V. Secondary prevention of thrombosis 1.
1, about 4-6% patients, the risk of recurrence is higher in patients without anticoagulants, the risk of recurrence of thrombosis is 29% in triple-positive patients with anticoagulation, and 51% in patients without anticoagulation.
2. Venous thrombosis.
(1) Heparin/LMWH for at least 5 days, overlap with warfarin, switch to warfarin long-term use.
(2) Anticoagulation intensity: standard intensity INR2-3, high recurrence rate of standard intensity in triple-positive patients (45%/6 years).
(3) Anticoagulation duration: indefinite anticoagulation, high recurrence rate, ESP aPL lasts >6 months, patients with low titers and temporary triggers can continue anticoagulation for 3-6 months, review angiographic ultrasound and D-dimer before discontinuation.
3. Arterial thrombosis.
Indefinite anticoagulation, may be combined with low-dose aspirin, intensity of.

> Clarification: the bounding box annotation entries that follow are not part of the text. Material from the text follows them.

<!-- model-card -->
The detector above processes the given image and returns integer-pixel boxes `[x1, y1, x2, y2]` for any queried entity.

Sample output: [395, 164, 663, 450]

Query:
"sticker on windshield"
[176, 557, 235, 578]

(1) standard intensity INR2-3 + low-dose aspirin.
(2) High intensity INR3-4.
(3) low-dose aspirin only.
VI. Treatment of other clinical manifestations of APS
1. Hematologic system: moderate to severe thrombocytopenia and AIHA, application of hormones, IVIG, immunosuppressants, rituximab, splenectomy. Primary prevention: aPL-positive with thrombocytopenia, especially in the presence of vascular risk factors or LAC-positive, should consider the application of aspirin or hydroxychloroquine for thromboprophylaxis.
2, neurological: chorea, myelitis, multiple sclerosis-like lesions: application of hormones, immunosuppressants; anticoagulation; symptomatic.

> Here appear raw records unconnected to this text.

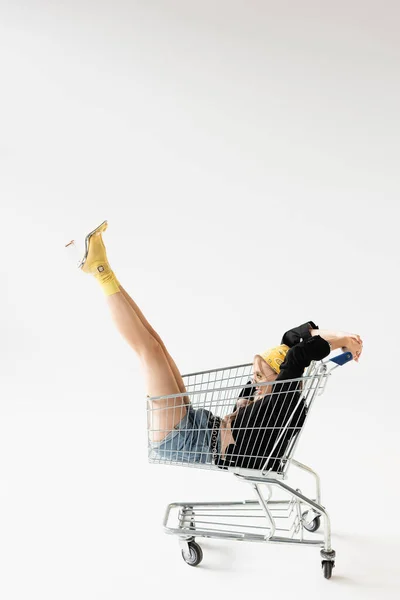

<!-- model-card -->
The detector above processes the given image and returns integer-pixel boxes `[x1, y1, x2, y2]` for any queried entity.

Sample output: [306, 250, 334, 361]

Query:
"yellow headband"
[260, 344, 289, 373]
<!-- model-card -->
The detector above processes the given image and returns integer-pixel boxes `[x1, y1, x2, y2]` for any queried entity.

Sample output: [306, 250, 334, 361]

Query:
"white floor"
[0, 414, 400, 600]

3, valve disease: oral aspirin for those without previous thrombosis and asymptomatic; oral anticoagulation for those with symptoms, secondary to heart valve disease at high risk of thromboembolic events; heart valve surgery, high risk of bleeding and thrombosis, strict testing of anticoagulation.
Seven, the new direction of APS treatment
1, elevated oxidative stress state: N-acetylcysteine inhibits ROS-mediated thrombosis; coenzyme Q10 inhibits aPL-mediated ROS formation.
2, Defective endothelial-type nitric oxide synthase function: Statin drugs upregulate eNOS activity. 3, Anti-β2GP1 antibody receptor activation: ApoE receptor 2 analogs and synthetic functional region I inhibit β2GP1-mediated thrombosis.
4, elevated tissue factor expression: protein disulfide isomerase inhibitors attenuate thrombotic events in mice; tatin drugs inhibit TF-dependent thrombosis in APS mice.
5, increased free thiol form of factor XI: disulfide isomerase and factor XI inhibitors attenuated thrombus formation in animal models.
6, Membrane association protein A5 shielding was disrupted: hydroxychloroquine inhibited the disruption of membrane association protein protective membrane by anti-β2GP1 antibody and reduced thrombus formation in mice.
7, antibody-mediated activation of complement C3 and C5: c5 inhibitor eculizumab improves CAPS.
8, Elevated TLR7, TLR8 expression: Hydroxychloroquine inhibits TLR7 activation and reduces thrombotic events in SLE.
9, Increased BAFF: BAFF inhibitors reduce thrombotic effects in a mouse model.